Here’s the bad news: One of those systems exists only on paper. And the other one’s in Canada.

America’s Retirement Gap

A task force set up by the American Academy of Actuaries looked at five retirement systems, giving each a letter grade based on sustainability, efficiency and governance. A common 401(k)-type, defined-contribution approach got a C, accompanied by the usual complaints: It expects too much foresight from employees while saddling them with too much risk, among other things.

That doesn’t mean the U.S. would be better off if more large employers had stuck with defined-benefit pension plans. That system got a C+, on the grounds that it’s efficient but often poorly run, and that leaving employers alone to carry the shortfalls caused by market shocks isn’t sustainable.

So what are the alternatives? The task force gave a B+ to the hybrid pension model used in South Dakota. Even better was a plan proposed in 2013 by then-Senator Tom Harkin, an Iowa Democrat, which would help workers who didn’t already have access to an employer’s retirement plan by automatically enrolling them in a government-run fund. The task force gave that plan an A-.

But Harkin’s bill, which the Bloomberg View editorial board supported, generated just three co-sponsors (none Republican) and never made it out of committee. The auto-enrollment retirementsystem adopted this month by Illinois shares some of that plan’s features — except for a default contribution rate that’s just half as much as Harkin’s, making it unlikely to generate enough savings.

The only approach that got an A-level grade from the task force and is actually in effect is in New Brunswick. There, the government revamped its pension rules in 2012, adopting what it calls a “shared risk” model.

That approach splits benefits into “base” and “ancillary”; the former are almost guaranteed, while the latter depend on the fund’s performance. There are also procedures for changing benefits that are laid out in advance, and strict rules for ensuring the funds can pay the benefits already promised.     

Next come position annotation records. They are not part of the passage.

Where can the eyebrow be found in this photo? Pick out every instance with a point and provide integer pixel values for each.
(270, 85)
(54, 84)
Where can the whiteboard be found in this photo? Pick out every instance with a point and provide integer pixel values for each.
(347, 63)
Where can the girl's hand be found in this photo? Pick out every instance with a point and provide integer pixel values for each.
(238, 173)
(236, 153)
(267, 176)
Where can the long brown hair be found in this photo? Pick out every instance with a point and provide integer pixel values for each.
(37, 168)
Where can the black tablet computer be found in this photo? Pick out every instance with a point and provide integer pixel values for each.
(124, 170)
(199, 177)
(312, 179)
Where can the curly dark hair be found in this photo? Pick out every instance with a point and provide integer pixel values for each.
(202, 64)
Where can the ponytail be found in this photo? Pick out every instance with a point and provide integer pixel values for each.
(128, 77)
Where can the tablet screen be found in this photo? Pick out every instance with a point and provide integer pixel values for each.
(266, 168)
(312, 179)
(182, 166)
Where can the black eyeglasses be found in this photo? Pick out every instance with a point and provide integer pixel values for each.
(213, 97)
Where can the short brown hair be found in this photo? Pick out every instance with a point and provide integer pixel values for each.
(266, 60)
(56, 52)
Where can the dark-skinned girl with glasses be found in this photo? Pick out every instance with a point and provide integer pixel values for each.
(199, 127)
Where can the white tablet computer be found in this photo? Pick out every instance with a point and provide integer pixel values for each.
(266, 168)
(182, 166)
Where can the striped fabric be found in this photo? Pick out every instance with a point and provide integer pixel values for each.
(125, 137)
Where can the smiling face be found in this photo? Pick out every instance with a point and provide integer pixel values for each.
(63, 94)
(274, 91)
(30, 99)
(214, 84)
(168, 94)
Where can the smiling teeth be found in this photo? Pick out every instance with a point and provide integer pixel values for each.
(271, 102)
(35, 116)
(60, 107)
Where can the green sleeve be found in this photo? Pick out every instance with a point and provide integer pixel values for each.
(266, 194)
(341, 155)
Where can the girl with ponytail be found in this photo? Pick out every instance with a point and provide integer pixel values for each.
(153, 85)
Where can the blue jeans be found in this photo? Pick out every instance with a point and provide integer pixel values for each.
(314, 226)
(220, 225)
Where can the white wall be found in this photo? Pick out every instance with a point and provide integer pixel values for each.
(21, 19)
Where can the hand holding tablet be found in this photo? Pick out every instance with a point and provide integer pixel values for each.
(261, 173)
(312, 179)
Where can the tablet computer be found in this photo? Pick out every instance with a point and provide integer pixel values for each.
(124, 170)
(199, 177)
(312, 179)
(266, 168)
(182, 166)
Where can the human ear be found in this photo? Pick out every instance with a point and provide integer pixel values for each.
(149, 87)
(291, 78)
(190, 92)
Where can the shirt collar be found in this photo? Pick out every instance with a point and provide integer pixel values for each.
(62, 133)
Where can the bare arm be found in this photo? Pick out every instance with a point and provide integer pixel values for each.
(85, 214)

Complicated, right? The actuaries thought so, too, warning that the structure “may cause confusion for participants.” But here’s the important part: Not only is this approach sustainable, but unions bought into it, even though it meant reduced benefits, because it was better than praying for their traditional pensions to last — and it beat the alternative of a 401(k)-type plan.

This is the part of the column where you ask, what does it matter what one Canadian province does? What are the hopes that U.S. companies, which are already dropping defined-benefit pensions faster than college freshmen drop science majors, would go back to offering anything more than a token 401(k) plan?

I put that question to Donald Fuerst, a senior fellow at the academy who focuses on pensions. He said legislative and regulatory changes could make employers more willing to try alternatives to 401(k) plans, if the government could protect companies from swings in the market and other risks.

“We’re not doing a good job right now,” Fuerst said. “From an employer standpoint, if we could make those things more available, I think they would be much more apt to be receptive.”

The takeaway is that fixing the U.S. retirement system isn’t impossible. There are models to follow that ought to fit the economic and demographic problems the U.S. faces.

The 2016 presidential campaign is entering the stage where contenders start to dangle ideas, and as the Wall Street Journal’s Patrick O’Connor reported Sunday, this time the theme is the middle class and financially vulnerable. One of those campaigns should give Fuerst a call.